The chosen people have the status of being chosen. They are become invested in the system, and gain resourced distributed by the system. Their compliance is supported by the carrot of a pursuit of happiness and the stick of being cast from the system into a world where they cannot survive, that is the pursuit of misery.
At that time when we had the capability of surviving without the division of labor, we would say, fuck that, and many of us would just go do something other than play this stupid game. We would grow our malt and wheat and drink our beer and do our may pole dances and what have you. Screw industrialization.
If we divided equally the capital produced by the people of the United States, poverty would be no more and neither would wealth.
But that was never really in the cards. A few people who made this trade made better trades since they are the owners. And the rest of us are the producers; nonetheless, this system has proven to be dynamic, productive of wealth, and destructive to our planet.

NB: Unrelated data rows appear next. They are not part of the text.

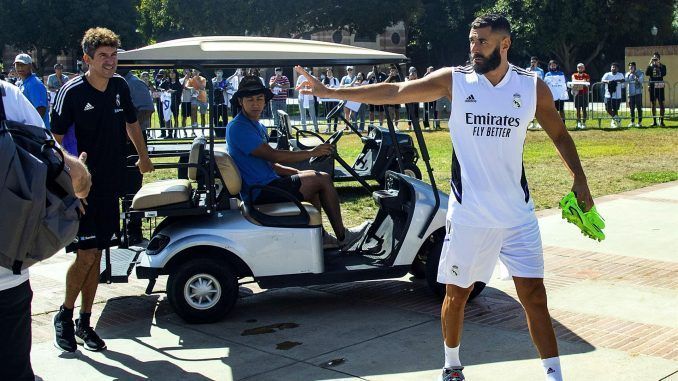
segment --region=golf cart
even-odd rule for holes
[[[356,179],[377,180],[383,187],[386,172],[389,170],[421,180],[421,170],[417,167],[419,153],[414,148],[412,137],[403,132],[396,132],[396,138],[391,139],[389,129],[381,126],[370,126],[368,135],[363,136],[352,123],[344,118],[343,110],[345,103],[346,101],[339,102],[327,114],[327,121],[329,122],[332,118],[338,116],[346,123],[349,130],[360,138],[363,148],[353,165],[349,165],[337,155],[335,160],[340,166],[335,166],[331,160],[316,161],[314,165],[304,161],[291,164],[290,166],[297,169],[314,169],[327,172],[335,182],[355,181]],[[277,129],[277,149],[289,149],[292,151],[309,150],[325,142],[325,139],[316,132],[300,130],[292,126],[290,117],[286,112],[281,110],[278,111],[278,114],[280,115],[281,122]],[[295,132],[294,138],[292,138],[293,130]],[[396,141],[397,144],[395,143]],[[397,161],[398,157],[402,158],[402,172]]]
[[[120,66],[197,67],[205,73],[244,65],[372,65],[405,60],[399,54],[318,41],[218,36],[167,41],[119,54]],[[104,279],[123,281],[136,266],[136,276],[149,280],[146,292],[151,293],[156,279],[168,275],[170,305],[183,319],[196,323],[223,318],[237,301],[239,285],[251,282],[280,288],[396,278],[412,272],[426,276],[431,289],[440,294],[444,289],[435,273],[448,196],[436,187],[418,125],[414,131],[430,184],[402,174],[400,139],[389,119],[388,129],[379,133],[395,143],[400,173],[385,172],[384,189],[371,192],[376,216],[360,240],[339,251],[323,249],[320,212],[311,204],[268,186],[252,189],[275,191],[289,202],[256,205],[241,200],[238,168],[223,147],[214,146],[210,129],[208,138],[193,141],[187,163],[156,165],[156,169],[186,168],[188,179],[148,183],[125,198],[125,222],[135,216],[161,221],[145,248],[106,251]],[[327,142],[336,144],[342,135],[336,132]],[[179,154],[185,152],[151,156],[167,159]],[[112,252],[132,254],[128,262],[114,264]]]

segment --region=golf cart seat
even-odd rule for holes
[[[214,150],[214,160],[219,169],[219,177],[224,182],[225,192],[235,197],[242,188],[240,171],[233,158],[223,150]],[[189,176],[190,176],[189,172]],[[265,189],[266,187],[262,187]],[[277,193],[281,192],[276,190]],[[320,226],[320,211],[308,202],[279,202],[274,204],[250,205],[239,201],[243,216],[255,225],[261,226]],[[308,215],[308,217],[306,217]]]
[[[189,180],[162,180],[141,187],[134,195],[132,208],[136,210],[156,209],[175,204],[185,204],[191,199],[191,182]]]
[[[191,145],[191,151],[188,158],[189,165],[198,165],[199,158],[205,148],[205,139],[196,138]],[[197,179],[197,169],[195,166],[188,168],[188,180],[161,180],[145,184],[134,195],[132,199],[132,209],[134,210],[153,210],[167,206],[190,207],[193,186],[191,180]]]

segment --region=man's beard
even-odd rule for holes
[[[499,64],[501,63],[501,54],[499,54],[499,47],[497,46],[496,49],[490,54],[489,57],[485,57],[480,53],[475,54],[469,54],[469,57],[471,59],[471,62],[473,62],[473,70],[478,73],[478,74],[485,74],[487,72],[490,72],[496,68],[499,67]],[[482,58],[483,62],[482,63],[475,63],[473,58]]]

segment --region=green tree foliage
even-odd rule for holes
[[[464,64],[469,25],[492,5],[492,0],[422,0],[421,11],[408,24],[408,56],[422,67]]]
[[[149,41],[196,35],[260,35],[299,38],[321,30],[347,28],[380,33],[407,20],[417,0],[387,6],[362,0],[141,0],[140,29]]]
[[[671,30],[673,15],[666,0],[498,0],[488,9],[511,20],[514,53],[554,58],[565,72],[578,62],[609,68],[624,47],[651,43],[652,25]]]
[[[125,46],[137,46],[133,0],[0,0],[0,41],[35,50],[38,70],[61,52],[82,54],[84,32],[103,26],[120,34]]]

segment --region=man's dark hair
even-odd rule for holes
[[[488,13],[476,17],[471,23],[472,29],[480,29],[485,27],[492,28],[492,32],[503,33],[508,36],[511,35],[511,23],[503,15],[497,13]]]
[[[94,52],[101,46],[120,47],[120,37],[106,28],[90,28],[82,37],[82,52],[94,58]]]

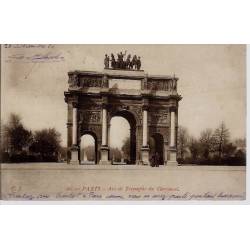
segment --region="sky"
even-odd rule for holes
[[[246,136],[244,45],[2,46],[1,121],[18,113],[28,129],[55,127],[66,145],[68,71],[102,71],[106,53],[125,50],[141,56],[146,73],[179,78],[179,125],[190,134],[198,137],[224,121],[232,139]],[[112,144],[119,147],[128,124],[123,119],[113,124]]]

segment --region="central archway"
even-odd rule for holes
[[[149,158],[151,159],[152,156],[156,153],[159,154],[159,164],[164,164],[164,139],[162,134],[155,133],[149,138]]]
[[[128,137],[127,138],[121,138],[119,148],[120,148],[120,163],[121,164],[136,164],[136,120],[134,115],[127,111],[127,110],[119,110],[115,113],[113,113],[110,117],[110,126],[109,126],[109,140],[111,137],[113,138],[115,136],[115,131],[112,125],[112,120],[115,118],[122,118],[121,120],[126,120],[126,122],[121,122],[121,126],[119,129],[124,129],[128,131]],[[128,126],[126,125],[128,124]],[[117,123],[119,124],[119,123]],[[112,134],[111,134],[112,133]],[[117,136],[119,136],[119,133],[117,133]],[[117,137],[116,136],[116,137]],[[117,140],[119,137],[117,138]],[[112,144],[112,143],[111,143]],[[110,146],[112,146],[110,144]],[[113,149],[114,150],[114,149]],[[113,152],[110,152],[110,160],[111,162],[115,159]]]
[[[97,164],[97,138],[91,131],[84,131],[80,138],[80,164]]]

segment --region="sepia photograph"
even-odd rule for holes
[[[1,45],[1,199],[246,199],[246,46]]]

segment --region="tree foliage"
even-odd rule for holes
[[[17,114],[12,113],[10,115],[4,131],[6,136],[4,140],[8,141],[11,154],[22,151],[32,141],[31,131],[23,126],[21,118]]]
[[[30,146],[31,152],[39,154],[43,160],[57,157],[60,150],[60,136],[54,128],[36,131]]]
[[[183,161],[185,153],[187,153],[188,148],[188,131],[185,127],[179,126],[178,128],[178,140],[177,149],[180,160]]]

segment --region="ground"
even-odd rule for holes
[[[244,166],[2,164],[5,200],[243,200]]]

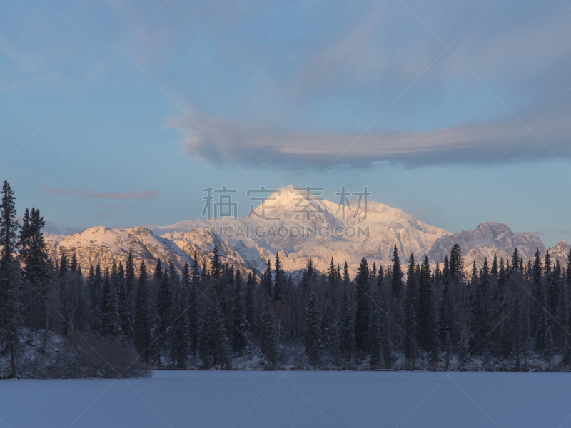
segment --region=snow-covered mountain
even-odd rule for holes
[[[263,270],[268,258],[279,251],[284,268],[290,271],[305,268],[310,257],[321,270],[329,266],[331,257],[341,264],[347,261],[352,271],[362,257],[371,265],[386,265],[395,245],[401,254],[424,257],[438,238],[451,234],[381,203],[369,201],[366,209],[364,203],[343,206],[298,188],[281,189],[246,218],[199,219],[149,228],[158,234],[222,233],[221,239],[251,266]]]
[[[537,235],[514,234],[505,223],[485,222],[475,230],[453,233],[381,203],[343,206],[294,186],[272,195],[246,218],[198,219],[131,229],[97,227],[71,236],[48,237],[46,242],[54,258],[75,252],[84,270],[97,263],[104,268],[113,261],[124,263],[129,250],[148,264],[172,259],[178,269],[192,263],[196,252],[199,263],[208,265],[215,244],[224,263],[258,272],[278,252],[288,271],[303,269],[310,257],[318,269],[325,270],[333,257],[336,263],[347,261],[353,273],[362,257],[370,265],[390,264],[395,245],[403,263],[412,253],[418,260],[428,255],[435,263],[442,263],[458,243],[467,268],[473,260],[481,266],[494,253],[511,258],[516,248],[525,259],[532,258],[536,249],[542,255],[545,252]],[[552,250],[564,266],[568,252],[565,241]]]
[[[191,238],[194,238],[193,245],[187,245]],[[247,264],[239,261],[239,258],[236,258],[230,250],[227,242],[221,241],[211,234],[208,236],[202,233],[190,232],[172,235],[167,234],[161,237],[143,227],[108,229],[98,226],[71,236],[46,237],[52,259],[59,259],[66,255],[71,260],[71,255],[75,253],[78,263],[84,271],[97,263],[100,263],[103,269],[111,268],[113,262],[117,264],[122,263],[124,265],[129,251],[131,251],[136,270],[144,260],[148,269],[152,271],[156,260],[161,259],[167,262],[173,260],[176,268],[181,272],[185,263],[192,265],[195,251],[201,265],[203,262],[208,265],[215,243],[220,249],[223,263],[243,270],[251,270]]]
[[[467,268],[475,260],[476,265],[481,268],[484,260],[486,258],[492,260],[494,254],[497,254],[498,260],[502,257],[511,260],[515,248],[520,257],[526,260],[532,258],[537,250],[542,255],[545,253],[545,247],[537,235],[530,232],[515,235],[505,223],[487,221],[475,230],[463,230],[438,238],[428,252],[428,258],[435,263],[442,263],[455,244],[462,248]]]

While we are now facing the downside of progress and generations of productivity (as in mass species extinction and global warming) on the whole this system has produced a highly mobile and less caste-based social system than our previous farming economies. It is less organic than our hunter-gather forbearers but they didn’t have Twitter, so we can call it a draw.
The system as it still still lends itself toward social stratification. At the top are a few enormously wealthy families, at the bottom are a large number of disenfranchised. In the upper middle is the churn of producers, the people who must work to make the system work. They must work to put in their lot into the collective labor pool that is a result of the division of labor. The fruit of the pool is more productivity as a whole than what we would produce separately. The fruit for the top families is wealth that would could not be conceived by Charlemagne or the richest feudal emperor. The fruit for the producers has been up until this generation a gradually increasing standard of living that in fact rivaled the quality of lives of feudal lords under the previous Agrarian system. And we were capable of taking care of even our disenfranchised to a degree; although we have always had trouble with the people who opt out of the entire division of labor thing. Technically they should be people who have dissolved membership to the State and live like wild deer or something. They are a problem and will always be. In Brave New World these are The Wild Men.
To even talk about The State as an entity smacks of socialism. And yet the concept of our belonging to a state, such as I am a citizen of the United States, is more of a feature of my being an individual than my gender. We are all members of states.
While this may sound like a socialist proposition, it is larger than a pure ‘ism’ and speaks directly to the function of The State and our roles as citizens of the state. For nearly all of us, including farmers, we work jobs that do not produce something that we can directly survive on. The collective effort divided as it is were produces such an efficiency in the United States, and in fact the world, that the production of food or extraction of natural resources is in fact not the worry for the survival of humanity. Distribution of this surplus is a problem blocked as it is by political and economic walls. But the vast majority of us, in particularly in the post-industrial economies, work such abstract jobs that we would be utterly helpless without The State. We may not be entitled to a job, but are then entitled to 2 million dollars. I think most states would rather we work for it.